Unbeknown to them and the mother of his four-year-old daughter, he later left for Syria, where he joined the war on the side of Islamic State.
Three weeks ago they learnt that he had been killed while fighting for the extremist militant group .
"We were all shocked when we saw his bloodstained photo circulated on social media, just hours after he was killed, that he was actually in Syria and not Cape Town," said Muhammad Molewa, an administrator of one of the mosques in Mabopane that Musa used to frequent.
"His poor parents can't even afford to fly to Syria and they don't even know where their son was buried."
Na'eem Jeenah of the Afro-Middle East Centre, a Johannesburg-based NGO doing research on the Middle East, said Musa was the first South African recruited from a township to be killed in Syria.
"Reports indicate that between 60 to 80 South Africans left for Syria about two years ago but only a handful this year. The number declined in 2016 because most of the Muslim scholars and teachers went on a drive educating the masses about IS," Jeenah said.
Musa was killed in Raqqa on December 4. His photo has been circulated on social media, where he has been hailed as a hero.

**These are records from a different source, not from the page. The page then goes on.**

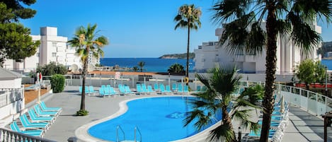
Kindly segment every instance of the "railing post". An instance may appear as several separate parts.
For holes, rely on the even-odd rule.
[[[309,112],[309,91],[307,90],[307,112]]]
[[[317,116],[318,115],[318,110],[319,110],[319,104],[318,104],[319,102],[318,102],[318,94],[317,94],[317,93],[316,93],[315,95],[316,95],[316,116]]]

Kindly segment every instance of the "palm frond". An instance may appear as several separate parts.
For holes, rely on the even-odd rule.
[[[229,125],[223,124],[211,130],[208,138],[210,141],[234,141],[235,140],[235,133],[231,129]]]

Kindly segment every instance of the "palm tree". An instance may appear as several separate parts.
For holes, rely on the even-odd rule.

Molewa said Musa married a woman he met in Syria. The woman, identified only as Mujaheed Di B, wrote on Facebook: "Assalaamu alaykum [peace be with you], I (the wife of Abu Mujahid) am informing you of best of news. Allah has taken our beloved Abu Mujahid as shadiid in His path, may Allah accept him and grant him the highest Firdaus, Aamiin."
Bilal Berend of the Mabopane mosque said Musa "left without our knowledge". "This young man couldn't afford to go to Syria on his own. Our brothers and sisters are being recruited to go to Syria and to fight for Isis [an alternative name for Islamic State], a war they know nothing about."
Berend said there was a drive to recruit South Africans and they had passed on information to state security investigators.
State Security Agency spokesman Brian Dube refused to answer specific questions but said that South Africa "is not immune to terrorism" and that there had been an increase in the number of South Africans associating themselves with terrorist organisations.
"Despite this persistent global terrorism threat, our country remains relatively stable. We are aware and remain on top of these matters," Dube said.
Department of International Relations and Co-operation spokesman Clayson Monyela said: "Whatever information we get that requires in-depth investigation is passed on to state agencies responsible for national security. Any South African caught engaging in terrorist activities will face the full might of the law."
Other South Africans killed in Syria while fighting for IS include Bilal Cajee and his brother Ahmed, from Roshnee in Vereeniging. Fayaaz Valli, also from Vereeniging, was believed to be the first South African killed in Syria on his way to join IS in 2013.